One of her first Juilliard teachers was the great Dorothy DeLay, who also taught Itzhak Perlman. Delay has said that, in many ways, Sarah has always been an adult with regard to her intelligence and maturity.
Another prominent musician who has extravagantly praised Chang was the late Yehudi Menuhin, who once called her "the most wonderful, the most perfect, the most ideal violinist I have ever heard."
Yet during our phone conversation, Chang's voice sounded typically girlish and full of youthful enthusiasm as she named shopping, horseback riding and gliding among her favorite non-musical activities.
"I also love to play tennis with my very athletic 19-year-old brother.
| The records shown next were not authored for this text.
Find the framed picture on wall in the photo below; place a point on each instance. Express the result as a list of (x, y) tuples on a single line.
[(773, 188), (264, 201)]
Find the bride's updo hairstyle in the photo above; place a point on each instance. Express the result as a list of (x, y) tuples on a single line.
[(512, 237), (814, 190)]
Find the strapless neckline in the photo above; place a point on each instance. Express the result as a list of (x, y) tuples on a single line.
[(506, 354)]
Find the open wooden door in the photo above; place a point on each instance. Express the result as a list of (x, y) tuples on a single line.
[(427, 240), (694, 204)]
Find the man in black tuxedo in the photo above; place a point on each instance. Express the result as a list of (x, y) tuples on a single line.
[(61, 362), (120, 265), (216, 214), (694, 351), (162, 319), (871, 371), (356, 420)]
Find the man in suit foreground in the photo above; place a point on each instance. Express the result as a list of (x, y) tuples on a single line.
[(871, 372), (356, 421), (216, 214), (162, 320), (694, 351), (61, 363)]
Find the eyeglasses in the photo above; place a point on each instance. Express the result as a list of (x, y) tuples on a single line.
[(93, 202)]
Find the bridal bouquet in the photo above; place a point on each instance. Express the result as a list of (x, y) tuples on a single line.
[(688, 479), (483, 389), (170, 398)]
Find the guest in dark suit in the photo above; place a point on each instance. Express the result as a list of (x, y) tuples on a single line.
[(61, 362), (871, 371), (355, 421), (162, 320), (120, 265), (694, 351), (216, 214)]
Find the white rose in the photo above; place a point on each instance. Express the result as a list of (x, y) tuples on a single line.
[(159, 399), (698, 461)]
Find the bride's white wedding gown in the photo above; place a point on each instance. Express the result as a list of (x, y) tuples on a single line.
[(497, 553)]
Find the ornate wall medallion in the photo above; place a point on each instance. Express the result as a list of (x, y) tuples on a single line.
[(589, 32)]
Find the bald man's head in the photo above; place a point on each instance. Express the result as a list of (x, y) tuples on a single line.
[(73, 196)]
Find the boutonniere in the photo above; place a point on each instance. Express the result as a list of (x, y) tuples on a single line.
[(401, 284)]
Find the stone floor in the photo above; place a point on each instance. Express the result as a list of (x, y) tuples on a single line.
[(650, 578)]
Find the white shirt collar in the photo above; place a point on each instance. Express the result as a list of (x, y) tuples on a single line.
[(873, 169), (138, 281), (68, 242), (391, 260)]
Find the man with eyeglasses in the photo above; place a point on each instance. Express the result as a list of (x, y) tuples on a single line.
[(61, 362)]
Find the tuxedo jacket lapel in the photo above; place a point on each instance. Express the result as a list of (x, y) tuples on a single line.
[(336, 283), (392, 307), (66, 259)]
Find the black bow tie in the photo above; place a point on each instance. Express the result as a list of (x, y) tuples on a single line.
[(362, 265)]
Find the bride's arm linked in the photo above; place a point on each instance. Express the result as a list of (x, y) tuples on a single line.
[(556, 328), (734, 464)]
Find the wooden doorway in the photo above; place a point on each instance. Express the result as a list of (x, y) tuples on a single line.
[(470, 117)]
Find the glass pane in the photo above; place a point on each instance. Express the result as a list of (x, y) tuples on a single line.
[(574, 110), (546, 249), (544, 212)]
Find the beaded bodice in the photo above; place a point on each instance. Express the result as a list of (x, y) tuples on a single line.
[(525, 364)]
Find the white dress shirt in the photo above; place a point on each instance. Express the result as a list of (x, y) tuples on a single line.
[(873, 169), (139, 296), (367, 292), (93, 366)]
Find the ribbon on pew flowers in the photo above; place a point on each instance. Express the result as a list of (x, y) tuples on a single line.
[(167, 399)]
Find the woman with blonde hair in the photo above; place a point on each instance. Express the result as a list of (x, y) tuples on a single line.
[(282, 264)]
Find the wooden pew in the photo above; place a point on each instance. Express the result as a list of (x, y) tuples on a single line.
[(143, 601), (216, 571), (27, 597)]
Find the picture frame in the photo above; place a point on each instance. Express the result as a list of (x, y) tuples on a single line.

He's a freshman at Princeton and the sweetest little kid," she says.
But when the conversation shifted back to music, her voice deepened and took on an immediate maturity.
She said that the Brahms, Sibelius and Shostakovich violin concerti are her current favorites, explaining that, "the Shostakovich, however, is not only one of the most profound, but one of the most punishingly monstrous pieces to play.
While I played through it as a child, I deliberately waited until I was around 21 to tackle it again and just last year, recorded it with Simon Rattle and the Berlin Philharmonic. It is a piece that explores every possible emotion."
When I asked her what she would like to be doing 50 or 60 years from now, she hesitated a few seconds, and then replied, "What I would really love, is to just continue what I'm doing now not to be labeled as a 'prodigy,' but to be called a 'musicians' musician.' I want not only the audiences, but my colleagues, to enjoy my playing."